Blind football player at Brophy Prep raises money for blind children

Nov 26, 2018, 4:22 PM

PHOENIX — Listening to Adonis Watt talk about his life and aspirations, he comes across like any 14-year-old high school football player might.

He just happens to raise money for good causes. He also happens to be blind.

The Brophy College Prep running back lost his sight when he was five years old. Since then, he’s carried on with his life the way that he likely otherwise would have. But his vision impairment has led him to experiences that have helped raise several thousand dollars for the Foundation for Blind Children, which provides services for those with little or no vision.

Watt has participated in Night for Sight charity dinners, fundraised at Barrett Jackson auctions and run in an Annual Stride for Sight 5K alongside Dave Grounds, a philanthropist who serves as both his guide and his sponsor.

Not only has he run in 5K races to raise money, he’s performed well in them. One year, he earned a medal for a podium finish.

The truth is, Watt is a talented athlete all-around. He runs track and has won sprint races. He wrestled last year and was No. 2 in the state for his weight class. And, of course, he plays football at his high school.

None of that has been hindered by his vision impairment.

When he was almost seven (years old), he said, ‘I don’t want anymore surgery, because I am not sick,'” Adonis’ mom, Veronica, said. “‘And I don’t need to be fixed, and I can see, I can hear, I can taste, I can smell. I see different. I can see in my own way.’”

In following his own aspirations, Adonis is living his own life and serving others while he’s at it.

“Just to show people that being blind is not really a disability, it’s just a diagnosis,” he said. “And to like, just help blind people get out there and do what they’ve got to do.

I’ve done a lot. I guess you could consider me like a representative for the blind community. I’ve been on global TV, people out of the country’s been inspired. I’ve even seen a couple videos on YouTube on me. So I’m not just being seen here. I’m being seen all around the world.”

People haven’t tried to dissuade Adonis’ parents, Marvin and Veronica, from letting their son play football, a dangerous sport even for those with full vision.

“We’ve only had people inspired and people like, ‘Wow, if he can do that, surely I can go on a job interview.’ ‘If he can do that, surely I can sign up for P.E.’ ‘If he can do that, I can be on time for class tomorrow,’” Veronica explained. “I thought it was going to inspire visually-impaired athletes for sure, but he’s really turned out to inspire just regular athletes.”

Maybe Adonis playing sports was meant to be. Maybe it runs in the family.

Marvin played football into his high school days. Veronica was a cheerleader for the Arizona Cardinals. And Adonis’ brother, Jordan, is a defensive end at Chadron State College in Nebraska.

In fact, Jordan said he wanted to coach Adonis when he was first getting into football. So he stood on the sidelines with a microphone while Adonis wore an earpiece, and Jordan would help guide Adonis down the field and tell him when to get down to avoid a tackle.

But Adonis wouldn’t avoid the tackle. He just took them, instead.

Veronica tried to make her son play center, where he wouldn’t take as many tackles. But eventually, Adonis got his way, playing as a running back and even producing at that position, scoring touchdowns regularly.

“I try to let him do what he wants to do,” Marvin Watt said. “I don’t try to hold him back, but when he wanted to play football in high school, it’s kind of like a different level, you know?
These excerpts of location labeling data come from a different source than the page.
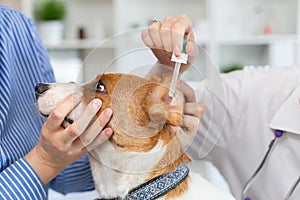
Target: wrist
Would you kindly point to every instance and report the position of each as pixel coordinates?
(45, 171)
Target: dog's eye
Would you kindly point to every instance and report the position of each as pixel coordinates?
(99, 87)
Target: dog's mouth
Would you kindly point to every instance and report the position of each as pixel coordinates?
(68, 120)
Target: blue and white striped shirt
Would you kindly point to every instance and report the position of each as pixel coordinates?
(24, 63)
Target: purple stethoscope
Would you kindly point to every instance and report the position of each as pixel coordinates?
(278, 134)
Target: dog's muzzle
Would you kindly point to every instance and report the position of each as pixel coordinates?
(41, 88)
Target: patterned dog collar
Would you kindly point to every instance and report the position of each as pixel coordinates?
(159, 185)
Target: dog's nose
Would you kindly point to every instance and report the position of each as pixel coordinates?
(40, 88)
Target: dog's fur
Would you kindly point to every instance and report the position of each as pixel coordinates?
(144, 144)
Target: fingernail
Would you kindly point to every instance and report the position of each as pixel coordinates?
(177, 51)
(96, 104)
(108, 132)
(78, 95)
(189, 49)
(108, 113)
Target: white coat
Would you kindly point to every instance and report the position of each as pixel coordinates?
(242, 110)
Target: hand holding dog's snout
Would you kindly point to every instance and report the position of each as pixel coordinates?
(58, 147)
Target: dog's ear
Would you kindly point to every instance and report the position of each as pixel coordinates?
(160, 106)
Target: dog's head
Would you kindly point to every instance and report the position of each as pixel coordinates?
(141, 107)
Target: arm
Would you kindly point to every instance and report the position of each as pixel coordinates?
(24, 63)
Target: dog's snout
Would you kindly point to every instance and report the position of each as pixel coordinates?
(40, 88)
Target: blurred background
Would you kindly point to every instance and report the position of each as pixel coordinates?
(234, 33)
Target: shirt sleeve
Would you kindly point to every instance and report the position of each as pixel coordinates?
(24, 63)
(75, 178)
(19, 181)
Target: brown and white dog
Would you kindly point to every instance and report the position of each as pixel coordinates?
(144, 148)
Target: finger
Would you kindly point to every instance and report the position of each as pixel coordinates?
(58, 114)
(77, 128)
(194, 109)
(181, 28)
(187, 91)
(100, 139)
(192, 50)
(147, 39)
(166, 34)
(190, 124)
(96, 127)
(154, 32)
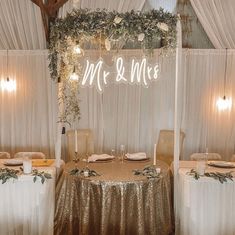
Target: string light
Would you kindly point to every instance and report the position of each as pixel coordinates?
(225, 102)
(77, 49)
(74, 76)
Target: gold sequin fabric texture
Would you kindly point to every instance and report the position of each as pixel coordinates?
(116, 202)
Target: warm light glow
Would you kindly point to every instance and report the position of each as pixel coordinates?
(8, 85)
(74, 76)
(224, 103)
(77, 49)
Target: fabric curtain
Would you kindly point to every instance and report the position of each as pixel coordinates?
(217, 19)
(123, 114)
(28, 115)
(21, 25)
(205, 125)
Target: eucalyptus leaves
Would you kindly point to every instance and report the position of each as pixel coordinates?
(7, 174)
(101, 30)
(222, 177)
(149, 171)
(83, 172)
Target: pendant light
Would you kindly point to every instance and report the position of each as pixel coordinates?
(8, 84)
(224, 103)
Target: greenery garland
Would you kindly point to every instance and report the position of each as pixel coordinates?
(101, 28)
(7, 174)
(222, 177)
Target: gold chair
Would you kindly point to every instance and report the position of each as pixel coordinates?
(32, 155)
(85, 143)
(165, 146)
(208, 156)
(4, 155)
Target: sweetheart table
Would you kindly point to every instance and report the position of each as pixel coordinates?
(27, 208)
(206, 205)
(116, 202)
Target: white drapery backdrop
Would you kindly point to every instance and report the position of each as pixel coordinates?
(123, 114)
(217, 19)
(27, 115)
(21, 25)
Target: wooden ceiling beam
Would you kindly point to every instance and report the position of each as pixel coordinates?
(49, 12)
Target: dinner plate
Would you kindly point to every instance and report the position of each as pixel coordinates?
(13, 162)
(137, 160)
(221, 164)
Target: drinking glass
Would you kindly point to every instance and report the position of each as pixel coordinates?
(201, 165)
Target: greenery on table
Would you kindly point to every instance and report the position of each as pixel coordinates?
(40, 174)
(104, 30)
(222, 177)
(80, 172)
(6, 174)
(149, 171)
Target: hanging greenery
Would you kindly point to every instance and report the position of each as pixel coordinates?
(102, 28)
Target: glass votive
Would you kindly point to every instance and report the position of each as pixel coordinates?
(86, 173)
(158, 170)
(201, 165)
(27, 165)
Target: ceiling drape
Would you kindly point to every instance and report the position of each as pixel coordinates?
(217, 19)
(21, 25)
(28, 115)
(123, 114)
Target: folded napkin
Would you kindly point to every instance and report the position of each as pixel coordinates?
(136, 156)
(95, 157)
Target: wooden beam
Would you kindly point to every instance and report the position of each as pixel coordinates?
(49, 12)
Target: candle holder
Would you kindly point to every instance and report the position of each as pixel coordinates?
(76, 158)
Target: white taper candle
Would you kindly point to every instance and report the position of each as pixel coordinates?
(154, 155)
(76, 141)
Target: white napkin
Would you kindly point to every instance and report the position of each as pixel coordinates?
(136, 156)
(95, 157)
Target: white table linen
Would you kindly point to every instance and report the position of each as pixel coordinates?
(207, 207)
(27, 208)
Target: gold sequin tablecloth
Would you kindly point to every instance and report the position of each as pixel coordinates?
(117, 202)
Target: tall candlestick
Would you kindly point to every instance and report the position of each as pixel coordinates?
(154, 155)
(76, 141)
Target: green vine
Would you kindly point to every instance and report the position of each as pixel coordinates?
(222, 177)
(40, 174)
(6, 174)
(101, 30)
(80, 172)
(149, 171)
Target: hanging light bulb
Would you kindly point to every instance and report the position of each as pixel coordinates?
(74, 76)
(77, 49)
(7, 84)
(225, 102)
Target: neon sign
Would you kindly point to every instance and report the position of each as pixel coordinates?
(132, 72)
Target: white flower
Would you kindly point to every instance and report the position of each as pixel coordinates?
(141, 37)
(117, 20)
(107, 44)
(163, 26)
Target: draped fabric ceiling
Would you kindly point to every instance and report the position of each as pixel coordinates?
(28, 118)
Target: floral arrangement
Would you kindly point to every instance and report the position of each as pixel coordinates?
(7, 174)
(83, 172)
(103, 29)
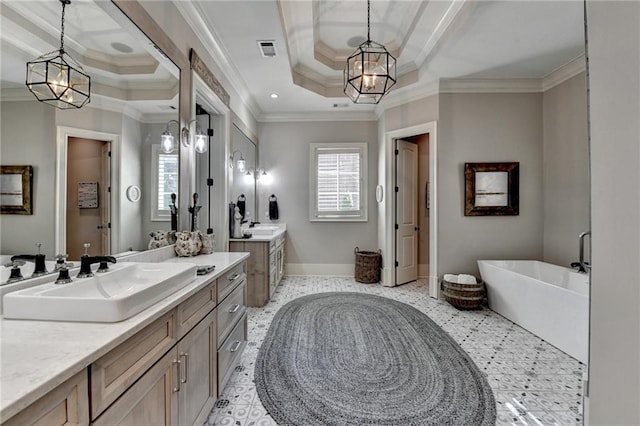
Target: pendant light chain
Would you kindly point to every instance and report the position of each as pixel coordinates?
(64, 4)
(368, 20)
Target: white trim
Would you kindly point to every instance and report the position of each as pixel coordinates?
(564, 73)
(63, 134)
(361, 148)
(208, 37)
(338, 115)
(388, 278)
(335, 269)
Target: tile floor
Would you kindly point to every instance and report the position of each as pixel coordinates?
(533, 382)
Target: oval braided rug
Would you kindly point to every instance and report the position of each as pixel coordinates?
(359, 359)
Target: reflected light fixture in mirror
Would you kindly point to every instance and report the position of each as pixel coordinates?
(240, 163)
(57, 79)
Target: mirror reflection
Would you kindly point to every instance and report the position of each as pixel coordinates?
(100, 176)
(242, 177)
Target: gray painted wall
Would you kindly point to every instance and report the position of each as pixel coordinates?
(488, 128)
(284, 152)
(565, 169)
(614, 58)
(28, 137)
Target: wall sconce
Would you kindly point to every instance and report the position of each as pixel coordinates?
(240, 163)
(57, 79)
(167, 140)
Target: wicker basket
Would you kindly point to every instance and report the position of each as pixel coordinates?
(368, 266)
(464, 296)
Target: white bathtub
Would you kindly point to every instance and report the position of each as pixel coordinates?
(550, 301)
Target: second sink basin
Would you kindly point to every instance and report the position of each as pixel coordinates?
(128, 288)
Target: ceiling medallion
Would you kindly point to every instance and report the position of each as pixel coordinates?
(370, 71)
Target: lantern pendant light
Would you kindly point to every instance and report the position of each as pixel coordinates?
(57, 79)
(370, 71)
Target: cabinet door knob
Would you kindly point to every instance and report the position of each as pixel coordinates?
(177, 363)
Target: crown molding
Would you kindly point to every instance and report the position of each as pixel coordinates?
(208, 37)
(319, 116)
(564, 73)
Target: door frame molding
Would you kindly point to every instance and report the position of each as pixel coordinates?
(389, 276)
(63, 134)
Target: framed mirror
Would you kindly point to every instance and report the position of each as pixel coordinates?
(492, 189)
(135, 93)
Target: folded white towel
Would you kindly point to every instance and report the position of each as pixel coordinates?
(467, 279)
(451, 278)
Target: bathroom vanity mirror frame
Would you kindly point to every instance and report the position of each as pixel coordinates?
(209, 94)
(492, 189)
(16, 182)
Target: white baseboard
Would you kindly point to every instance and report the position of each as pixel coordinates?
(337, 269)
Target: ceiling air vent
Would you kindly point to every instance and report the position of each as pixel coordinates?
(267, 48)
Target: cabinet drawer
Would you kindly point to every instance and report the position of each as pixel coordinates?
(228, 281)
(232, 308)
(68, 404)
(192, 310)
(112, 374)
(230, 351)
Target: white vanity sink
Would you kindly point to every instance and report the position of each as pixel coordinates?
(126, 289)
(264, 229)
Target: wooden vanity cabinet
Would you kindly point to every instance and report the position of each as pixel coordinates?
(265, 267)
(68, 404)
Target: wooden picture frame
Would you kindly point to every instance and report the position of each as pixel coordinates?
(16, 189)
(492, 189)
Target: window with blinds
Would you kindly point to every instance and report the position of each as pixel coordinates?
(338, 182)
(165, 182)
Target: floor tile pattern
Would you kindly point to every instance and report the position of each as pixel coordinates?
(533, 382)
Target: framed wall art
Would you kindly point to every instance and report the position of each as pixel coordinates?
(16, 190)
(492, 189)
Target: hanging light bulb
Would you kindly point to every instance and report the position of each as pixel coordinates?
(167, 140)
(370, 71)
(57, 79)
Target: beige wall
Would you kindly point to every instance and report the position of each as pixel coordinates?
(614, 58)
(565, 169)
(488, 128)
(284, 152)
(28, 138)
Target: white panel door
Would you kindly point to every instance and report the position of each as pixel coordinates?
(406, 212)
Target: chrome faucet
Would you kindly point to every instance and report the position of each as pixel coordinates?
(40, 267)
(86, 261)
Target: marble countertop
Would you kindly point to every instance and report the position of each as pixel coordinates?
(37, 356)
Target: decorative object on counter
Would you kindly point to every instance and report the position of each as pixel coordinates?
(463, 291)
(16, 184)
(273, 207)
(241, 204)
(492, 189)
(208, 242)
(174, 212)
(305, 374)
(160, 239)
(237, 223)
(368, 264)
(193, 211)
(188, 243)
(57, 79)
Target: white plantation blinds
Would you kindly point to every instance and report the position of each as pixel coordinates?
(338, 181)
(165, 182)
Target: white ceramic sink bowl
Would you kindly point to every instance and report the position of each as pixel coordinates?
(125, 290)
(264, 229)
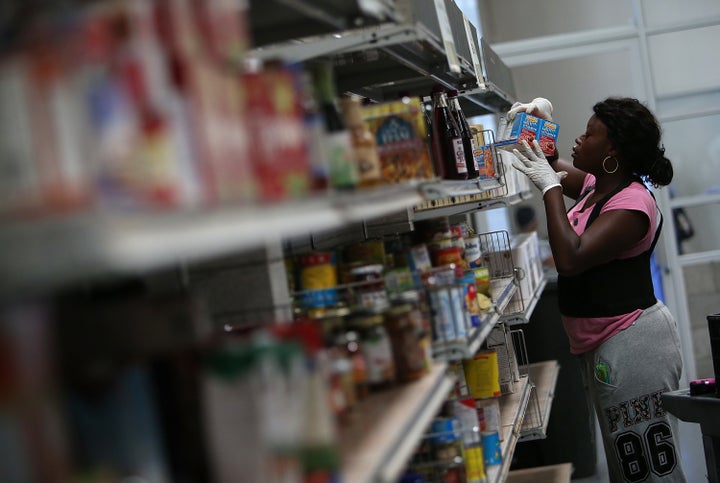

He’s doing great. I feel better now about it. But at first, I was like, ‘Well, high school is a little — they really start hitting in high school.’ He can handle it. He’s got the physical tools to deal with it. I’m alright with it now.”

Early on, Adonis even talked his mom into working instead of staying home to take care of her son.

Why aren’t you working? I’m blind, I’m not sick,” Adonis told his mom at the time. “It doesn’t hurt. You need to go to work.”

Adonis’ courage and service to his community have allowed him to gather unique experiences along the way. At one point, he and a small group of other young people accepted a $1 million dollar donation from the Diamondbacks on behalf of the Foundation for Blind Children. On another occasion, Adonis and a few others visited the White House and attend a focus group with then-President Barack Obama.

“That was pretty cool, I liked it,” Adonis said, quiet and modest in demeanor.

Adoins’ eventual goal? To make it to the NFL. In the meantime, he’d like to go to college at one of a few schools that he preferred — one of them being ASU — and he’d like to major in mass communications.

Maybe that way, when the NFL career is over, he can be an analyst on TV or radio.

“They say if you go to work for the rest of your life and you love it, you’ll never work a day,” he said. “So you’ve got to do something you love.”